2026/6/16
活動報告
雛に発信機とウイングマーカーを装着しました
いつも「南三陸イヌワシ野生復帰プロジェクト」を応援していただき、誠にありがとうございます。先日、放鳥後の追跡調査(モニタリング)を目的として、イヌワシの雛に発信機とウイングマーカーの装着作業を行いました。
モニタリングの重要性と未来への希望
なぜ今回、雛にこのような器具を装着したのか。それは、今回のプロジェクトにおける重要な目的の一つに、放鳥後の追跡(モニタリング)があるからです。
実は、日本のイヌワシが巣立ち後、どのように行動範囲を広げ、やがて繁殖へと至るのかといった具体的なデータは、国内にほとんど存在しないのが現状です。

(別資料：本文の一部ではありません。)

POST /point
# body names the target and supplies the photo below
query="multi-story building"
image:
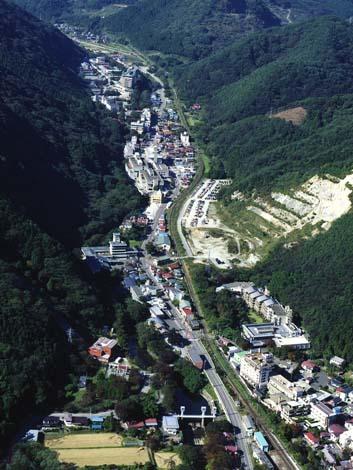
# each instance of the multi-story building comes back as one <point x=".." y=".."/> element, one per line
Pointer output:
<point x="255" y="369"/>
<point x="111" y="257"/>
<point x="321" y="413"/>
<point x="279" y="384"/>
<point x="292" y="409"/>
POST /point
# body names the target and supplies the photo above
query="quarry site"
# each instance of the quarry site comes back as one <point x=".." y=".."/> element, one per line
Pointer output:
<point x="242" y="233"/>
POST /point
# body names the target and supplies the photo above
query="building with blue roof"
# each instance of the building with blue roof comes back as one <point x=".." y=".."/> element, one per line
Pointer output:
<point x="163" y="241"/>
<point x="261" y="441"/>
<point x="97" y="423"/>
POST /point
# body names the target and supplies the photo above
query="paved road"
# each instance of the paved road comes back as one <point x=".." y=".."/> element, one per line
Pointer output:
<point x="180" y="230"/>
<point x="227" y="403"/>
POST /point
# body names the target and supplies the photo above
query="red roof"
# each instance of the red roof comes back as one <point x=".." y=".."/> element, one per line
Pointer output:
<point x="309" y="364"/>
<point x="167" y="275"/>
<point x="138" y="425"/>
<point x="231" y="449"/>
<point x="309" y="436"/>
<point x="151" y="422"/>
<point x="336" y="429"/>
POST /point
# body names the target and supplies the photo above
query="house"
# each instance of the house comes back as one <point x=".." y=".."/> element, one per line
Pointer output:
<point x="279" y="384"/>
<point x="33" y="435"/>
<point x="75" y="421"/>
<point x="255" y="369"/>
<point x="335" y="431"/>
<point x="50" y="423"/>
<point x="97" y="423"/>
<point x="321" y="413"/>
<point x="346" y="439"/>
<point x="337" y="362"/>
<point x="170" y="425"/>
<point x="103" y="349"/>
<point x="249" y="425"/>
<point x="151" y="423"/>
<point x="261" y="441"/>
<point x="138" y="425"/>
<point x="176" y="294"/>
<point x="311" y="439"/>
<point x="163" y="241"/>
<point x="119" y="368"/>
<point x="310" y="366"/>
<point x="136" y="294"/>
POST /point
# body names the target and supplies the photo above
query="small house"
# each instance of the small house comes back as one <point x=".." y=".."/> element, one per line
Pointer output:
<point x="97" y="423"/>
<point x="170" y="425"/>
<point x="261" y="441"/>
<point x="311" y="439"/>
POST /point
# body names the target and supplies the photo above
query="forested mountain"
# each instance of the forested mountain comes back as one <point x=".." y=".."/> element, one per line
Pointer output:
<point x="193" y="29"/>
<point x="307" y="65"/>
<point x="241" y="89"/>
<point x="60" y="182"/>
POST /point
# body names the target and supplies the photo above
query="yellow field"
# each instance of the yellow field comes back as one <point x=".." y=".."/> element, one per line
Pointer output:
<point x="104" y="456"/>
<point x="89" y="440"/>
<point x="103" y="449"/>
<point x="164" y="458"/>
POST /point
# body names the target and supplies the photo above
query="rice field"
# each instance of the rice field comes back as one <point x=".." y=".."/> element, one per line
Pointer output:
<point x="103" y="449"/>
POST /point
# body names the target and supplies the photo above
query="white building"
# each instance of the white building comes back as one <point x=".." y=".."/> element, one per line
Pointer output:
<point x="255" y="369"/>
<point x="321" y="413"/>
<point x="279" y="384"/>
<point x="185" y="139"/>
<point x="170" y="425"/>
<point x="346" y="439"/>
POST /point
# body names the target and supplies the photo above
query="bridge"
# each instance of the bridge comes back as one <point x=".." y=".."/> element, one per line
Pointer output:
<point x="202" y="416"/>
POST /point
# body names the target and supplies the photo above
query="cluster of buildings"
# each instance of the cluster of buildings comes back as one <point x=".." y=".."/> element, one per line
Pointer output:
<point x="279" y="329"/>
<point x="324" y="411"/>
<point x="162" y="159"/>
<point x="111" y="257"/>
<point x="110" y="80"/>
<point x="300" y="394"/>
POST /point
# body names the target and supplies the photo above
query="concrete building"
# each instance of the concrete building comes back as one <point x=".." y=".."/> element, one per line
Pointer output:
<point x="110" y="257"/>
<point x="282" y="335"/>
<point x="170" y="425"/>
<point x="261" y="442"/>
<point x="185" y="139"/>
<point x="249" y="425"/>
<point x="292" y="409"/>
<point x="156" y="197"/>
<point x="147" y="181"/>
<point x="279" y="384"/>
<point x="337" y="361"/>
<point x="321" y="413"/>
<point x="255" y="369"/>
<point x="119" y="368"/>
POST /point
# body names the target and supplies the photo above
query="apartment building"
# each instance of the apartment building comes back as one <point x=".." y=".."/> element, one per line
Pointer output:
<point x="321" y="413"/>
<point x="255" y="369"/>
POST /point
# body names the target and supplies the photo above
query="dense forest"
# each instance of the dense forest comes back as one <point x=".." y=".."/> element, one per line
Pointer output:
<point x="61" y="181"/>
<point x="315" y="278"/>
<point x="244" y="85"/>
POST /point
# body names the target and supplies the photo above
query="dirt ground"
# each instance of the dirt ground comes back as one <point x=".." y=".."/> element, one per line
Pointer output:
<point x="294" y="115"/>
<point x="164" y="458"/>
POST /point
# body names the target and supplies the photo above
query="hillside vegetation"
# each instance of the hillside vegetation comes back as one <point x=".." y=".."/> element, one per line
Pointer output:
<point x="307" y="65"/>
<point x="241" y="89"/>
<point x="60" y="182"/>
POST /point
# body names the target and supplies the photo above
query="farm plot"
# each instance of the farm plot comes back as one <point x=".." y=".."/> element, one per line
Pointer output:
<point x="96" y="449"/>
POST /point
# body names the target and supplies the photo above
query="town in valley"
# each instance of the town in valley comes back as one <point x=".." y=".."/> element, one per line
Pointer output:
<point x="266" y="368"/>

今回装着した発信機によって、1日4回の位置情報を得ることができます。さらに、黄色いウイングマーカーは自然界でも目立ちやすく、観察時の重要な目印となります。
放鳥後はこれらを活用し、観察経験豊富なメンバーが目視でのモニタリングを実施します。しっかり餌を獲れているか、ケガをしていないかといった「健康状態の確認」から、どこをねぐらにし、どのような環境を好むのかといった「生態の分析」までが可能になります。
ここで得られる貴重なデータは、南三陸での活動にとどまらず、今後の日本全国におけるイヌワシ保護活動や、豊かな森づくり・自然環境の回復に向けた大きな財産となるはずです。
細心の注意を払った装着作業
このような重要な役割を持つ発信機とウイングマーカーですが、装着作業は極めて慎重に行われました。
雛とはいえ、嘴(くちばし)や鉤爪の強さは相当なものです。人の手に触れられることや未知の器具を装着されることは雛にとって大きなストレスになりかねず、人間にもイヌワシ自身にもケガのないよう細心の注意を払う必要があります。
そのため、今回はワーキンググループの中でも野外での発信機装着経験が豊富なメンバーと飼育経験が豊富なメンバーが作業を担当し、可能な限り短時間でストレスを最小限に抑える形で行われました。
無事に装着を終えた姿がこちらです。
発信機は10センチ未満の小型なものを使用しているため、羽毛に埋もれて外からはほとんど見えません。
健康診断も実施!順調に成長を続けています
装着作業と同時に、健康診断も実施しました。結果は非常に良好で、生育は順調そのものです。
実は事前の動物園でのDNA検査の結果、この個体はメスであることが分かっています。イヌワシはオスよりもメスの方が体が大きくなる特徴があり、現在の体重はすでに成鳥のオスの平均サイズを上回っているほどです。鳥類は脚から成長すると言われますが、この雛の脚の大きさもすでに成鳥並みと立派に育っており、翼もこれからさらに大きく成長していく見込みです。
また、日々の成長は食欲や行動にもはっきりと表れています。
飼育担当スタッフによれば、小屋にやってきた当初は動物園時代と同じ餌用のラットを与えていましたが、今ではウズラ、キジ、イタチと、食べる餌のサイズもどんどん大きくなりました。さらに、ただついばむだけでなく、足で獲物をしっかりと押さえつけ、引きちぎって食べるという、猛禽類らしい動作もできるようになっています。
最初は一度巣台から降りてしまうとなかなか上がることができなかった雛ですが、今では自由自在に小屋の中を動き回り、「早く外へ飛び出したい!」と言わんばかりに金網の外を見つめる(時に突進も!)様子がライブカメラの映像からも確認できます。
南三陸の自然の中でたくましく育ち、放鳥の日が間近に迫っていることを実感しています。
おわりに
大空へ羽ばたく準備は、着々と整っています。いよいよ迎える「放鳥」という大きな節目に向けて、スタッフ一同、より一層気を引き締めて見守ってまいります。